With all of this going on, Hozier was probably already looking for ways to keep himself somewhat grounded, both in his own eyes as well as that of the listening public. He may not be going full-on Andy Kaufman, i.e. subjecting himself to a job as a restaurant busboy (that we know of), but nonetheless a number of key parts on Wasteland, Baby! seem to reflect this notion. “Power has been cried by those stronger than me,” Hoizer acknowledges right away on the opening cut, “Nina Cried Power.” The title alone turns the spotlight to the legendary Nina Simone, as the song mentions, among others including: Bob Dylan, John Lennon and B.B. King. Lest he face accusations of being simply a name-dropper, Hozier recruits an actual, flesh-and-blood music icon, Mavis Staples, to provide vocals on the track, with the underlying message seemingly that Hozier recognizes that he’s not in the same league as these people.

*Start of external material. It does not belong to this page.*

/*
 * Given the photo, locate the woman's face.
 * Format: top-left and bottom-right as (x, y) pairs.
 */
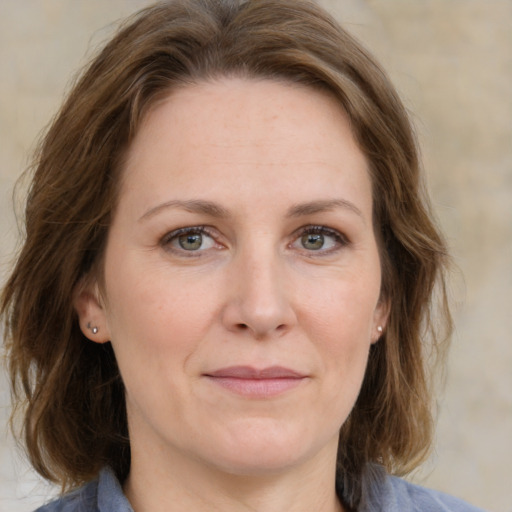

Once this ideal has been sufficiently conveyed to his listeners, Hozier seems to be addressing himself primarily in “To Noise Making (Sing),” where he does his best to remind himself of where he came from: “You used to sing for the f*ck of it // So honey sing and sing and sing…” The word “sing” is repeated in the song seventy-two times, just in case anyone didn’t catch the… uh… subtlety. The f-bomb in that song is also used interchangeably with “love,” as many still like to believe the two need not be mutually exclusive in the age of Tinder. While romantic relationships as a theme in popular music are as common as an I-IV-V chord progression, Hozier actually comes off as his most poignant and unflinchingly honest when approaching just that on the album’s first single “Almost (Sweet Music).” “I’m almost me again,” the narrator tells a former lover about his new one, which seems like (almost) good news until he reveals the reason: “She’s almost you.” Some therapist would earn every penny of their hourly fee with this sentiment.
Most of Wasteland, Baby! is at the very least on solid ground musically. “Dinner and Diatribes” serves up a sped-up “Day Tripper”-like guitar riff, while “Nobody” goes and rides the rails between two classic rock tracks, the Red Hot Chili Peppers’ “Under the Bridge” and Mitch Ryder’s “Devil with a Blue Dress On”. “Talk” epitomizes what’s proven to be one of the Hozier’s greatest strengths, namely creating a perfect symmetry between a song’s guitar and bass parts. However, the album’s best track is “No Plan,” which opens with a brief 90’s-style guitar tease before quickly giving way to an impossible-to-ignore stomping beat.
“No Plan” as a title is just a bit ironic given Wasteland, Baby!’s meticulous production style, which will probably not win over anyone who seeks a bit more edge and rawness in their rock (hoping to catch Hozier on stage this summer? Wouldn’t try the Vans Warped Tour). The album’s title inevitably invokes the thought of Hozier’s fellow Irish rockers U2 and their 1991 classic Achtung Baby, the release which ushered in the phase of their career where Bono and company left taking themselves too seriously (or at least as seriously) behind, and came off more like they were just out for a pint of Guinness and a good time. Hozier may reach such a point eventually, but in the meantime what he does will most likely not leave the masses unsatisfied.